Zwischen Zensur und zaghaftem Wandel
Ein schiitischer irakischer Autor, gekleidet als britischer Gentleman, wandert zwischen den Buchständen einher. Er hat am Vorabend ein neues Buch vorgestellt. Seine Werke kritisieren religiösen Fanatismus und verweisen auf die rationalen Wurzeln des Islam. Allenthalben wird er von Anhängern angehalten. Sie stellen ihm Fragen oder preisen seine Werke.

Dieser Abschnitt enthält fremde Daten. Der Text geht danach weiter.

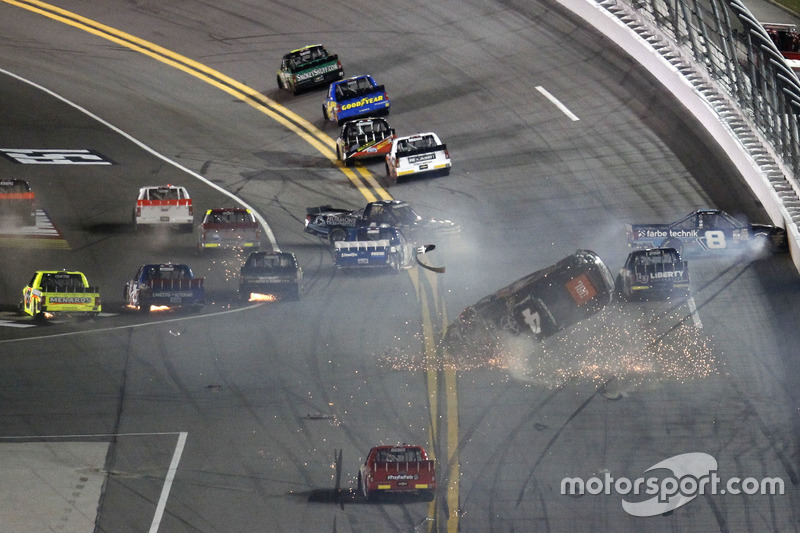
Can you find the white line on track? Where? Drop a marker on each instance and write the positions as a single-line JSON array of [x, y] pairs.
[[173, 467], [695, 315], [557, 103], [132, 326], [140, 144]]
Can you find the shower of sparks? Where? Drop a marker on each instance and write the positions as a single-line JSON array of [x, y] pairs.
[[632, 344]]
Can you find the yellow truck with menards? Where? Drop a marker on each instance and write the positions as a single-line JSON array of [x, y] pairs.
[[59, 292]]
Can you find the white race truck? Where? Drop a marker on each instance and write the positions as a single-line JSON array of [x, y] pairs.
[[164, 205]]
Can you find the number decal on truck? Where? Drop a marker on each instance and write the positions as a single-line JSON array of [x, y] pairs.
[[715, 239]]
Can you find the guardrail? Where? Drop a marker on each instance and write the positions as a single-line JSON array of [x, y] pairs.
[[719, 61]]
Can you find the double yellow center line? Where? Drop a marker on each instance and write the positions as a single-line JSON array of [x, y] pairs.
[[361, 178]]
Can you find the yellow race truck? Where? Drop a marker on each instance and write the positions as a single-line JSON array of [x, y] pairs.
[[59, 292]]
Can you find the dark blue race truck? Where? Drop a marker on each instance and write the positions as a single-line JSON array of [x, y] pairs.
[[708, 231], [373, 247], [166, 285], [354, 97], [656, 272], [333, 224]]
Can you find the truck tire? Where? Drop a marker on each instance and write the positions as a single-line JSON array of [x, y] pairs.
[[672, 242], [337, 234]]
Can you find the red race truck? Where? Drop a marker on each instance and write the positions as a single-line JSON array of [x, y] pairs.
[[399, 469]]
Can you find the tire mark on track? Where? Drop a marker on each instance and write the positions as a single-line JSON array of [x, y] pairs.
[[555, 437]]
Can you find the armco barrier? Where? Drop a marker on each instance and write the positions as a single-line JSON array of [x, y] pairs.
[[730, 76]]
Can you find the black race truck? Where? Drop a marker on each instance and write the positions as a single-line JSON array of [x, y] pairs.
[[332, 223]]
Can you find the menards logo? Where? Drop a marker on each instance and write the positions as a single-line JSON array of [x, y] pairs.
[[316, 71]]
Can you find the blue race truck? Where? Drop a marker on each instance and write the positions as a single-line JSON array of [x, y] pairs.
[[373, 247], [358, 96], [165, 285]]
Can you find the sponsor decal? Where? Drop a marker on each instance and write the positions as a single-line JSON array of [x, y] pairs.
[[691, 475], [401, 477], [70, 300], [338, 220], [363, 102], [423, 157], [581, 289], [314, 72], [667, 275], [25, 156]]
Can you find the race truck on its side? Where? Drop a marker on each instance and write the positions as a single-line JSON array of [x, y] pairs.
[[423, 153], [332, 224], [708, 230], [358, 96], [232, 228], [17, 203], [656, 271], [59, 292], [787, 40], [363, 139], [270, 274], [164, 205], [165, 285], [399, 469], [373, 247], [538, 305], [308, 67]]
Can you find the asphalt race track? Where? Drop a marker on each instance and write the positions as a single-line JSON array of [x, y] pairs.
[[232, 419]]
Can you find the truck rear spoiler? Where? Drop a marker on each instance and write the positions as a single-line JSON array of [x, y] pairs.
[[314, 63], [176, 284], [322, 209], [362, 245], [404, 466], [418, 151]]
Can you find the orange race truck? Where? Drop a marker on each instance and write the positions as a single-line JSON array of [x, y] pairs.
[[398, 469]]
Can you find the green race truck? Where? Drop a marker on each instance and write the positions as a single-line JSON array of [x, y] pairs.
[[308, 67]]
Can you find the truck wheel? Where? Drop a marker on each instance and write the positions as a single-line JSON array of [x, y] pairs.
[[337, 234], [672, 242], [509, 323], [618, 288], [760, 246]]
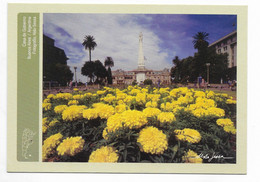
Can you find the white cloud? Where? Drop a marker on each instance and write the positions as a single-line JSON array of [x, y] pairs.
[[116, 36]]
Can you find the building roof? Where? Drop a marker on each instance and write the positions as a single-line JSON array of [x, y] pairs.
[[223, 38]]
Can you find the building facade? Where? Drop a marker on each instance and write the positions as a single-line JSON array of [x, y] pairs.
[[227, 44], [121, 77], [140, 74]]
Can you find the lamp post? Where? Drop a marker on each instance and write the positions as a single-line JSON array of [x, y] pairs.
[[75, 74], [208, 64]]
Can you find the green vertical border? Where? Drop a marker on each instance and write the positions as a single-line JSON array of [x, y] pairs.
[[27, 92]]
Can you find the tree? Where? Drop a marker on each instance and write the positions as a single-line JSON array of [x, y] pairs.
[[89, 44], [88, 70], [109, 63], [176, 70], [96, 71]]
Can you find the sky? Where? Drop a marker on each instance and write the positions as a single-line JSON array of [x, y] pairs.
[[117, 35]]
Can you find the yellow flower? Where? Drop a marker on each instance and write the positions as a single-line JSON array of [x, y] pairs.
[[51, 96], [151, 112], [104, 154], [46, 106], [166, 117], [152, 140], [230, 101], [73, 102], [189, 135], [53, 122], [50, 144], [104, 111], [121, 108], [230, 129], [199, 94], [213, 111], [224, 122], [65, 96], [60, 108], [191, 157], [46, 100], [109, 98], [71, 146], [77, 97], [141, 98], [73, 112], [151, 104], [90, 114]]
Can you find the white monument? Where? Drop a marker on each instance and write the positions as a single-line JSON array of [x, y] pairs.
[[140, 75]]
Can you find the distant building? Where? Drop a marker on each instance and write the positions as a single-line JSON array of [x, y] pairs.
[[227, 44], [51, 53], [121, 77]]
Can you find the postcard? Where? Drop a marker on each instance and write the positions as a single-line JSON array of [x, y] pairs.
[[127, 88]]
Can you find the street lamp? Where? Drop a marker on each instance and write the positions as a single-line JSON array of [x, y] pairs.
[[208, 64], [75, 74]]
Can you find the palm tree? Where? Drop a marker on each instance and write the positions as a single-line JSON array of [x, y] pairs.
[[109, 63], [89, 44], [200, 41]]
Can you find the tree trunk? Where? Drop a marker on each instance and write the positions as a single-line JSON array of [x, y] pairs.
[[90, 55]]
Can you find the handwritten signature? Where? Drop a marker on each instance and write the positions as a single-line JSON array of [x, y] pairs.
[[213, 156]]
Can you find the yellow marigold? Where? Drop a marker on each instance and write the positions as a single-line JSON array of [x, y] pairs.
[[88, 94], [199, 94], [71, 146], [90, 114], [73, 102], [189, 135], [230, 129], [60, 108], [224, 122], [104, 154], [129, 99], [73, 112], [51, 96], [65, 96], [166, 117], [104, 111], [46, 101], [46, 106], [191, 157], [133, 119], [210, 94], [200, 112], [151, 112], [50, 144], [53, 122], [77, 97], [152, 140], [151, 104], [109, 98], [121, 108], [213, 111], [167, 106], [230, 101], [101, 92], [141, 98]]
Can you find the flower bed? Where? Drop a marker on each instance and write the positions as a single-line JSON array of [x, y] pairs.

Ungewöhnlich ist nur, dass diese Szene sich ausgerechnet in der saudischen Hauptstadt Riad abspielt. Dort gelten Schiiten gemeinhin als potenzielle Gefährdung, eine strenge sunnitische Rechtsschule ist die offizielle Doktrin.
Die internationale Buchmesse von Riad ist ein alljährlich im März stattfindender kultureller Höhepunkt im sonst eher öden saudischen Kulturleben. Ähnlich eintönig erschien auch die saudische Innenpolitik des letzten Jahres: Während andere Araber mit sehr unterschiedlichen Ergebnissen den Aufstand probten, gelang es Internetaktivisten nicht, eine saudische Protestbewegung zu initiieren.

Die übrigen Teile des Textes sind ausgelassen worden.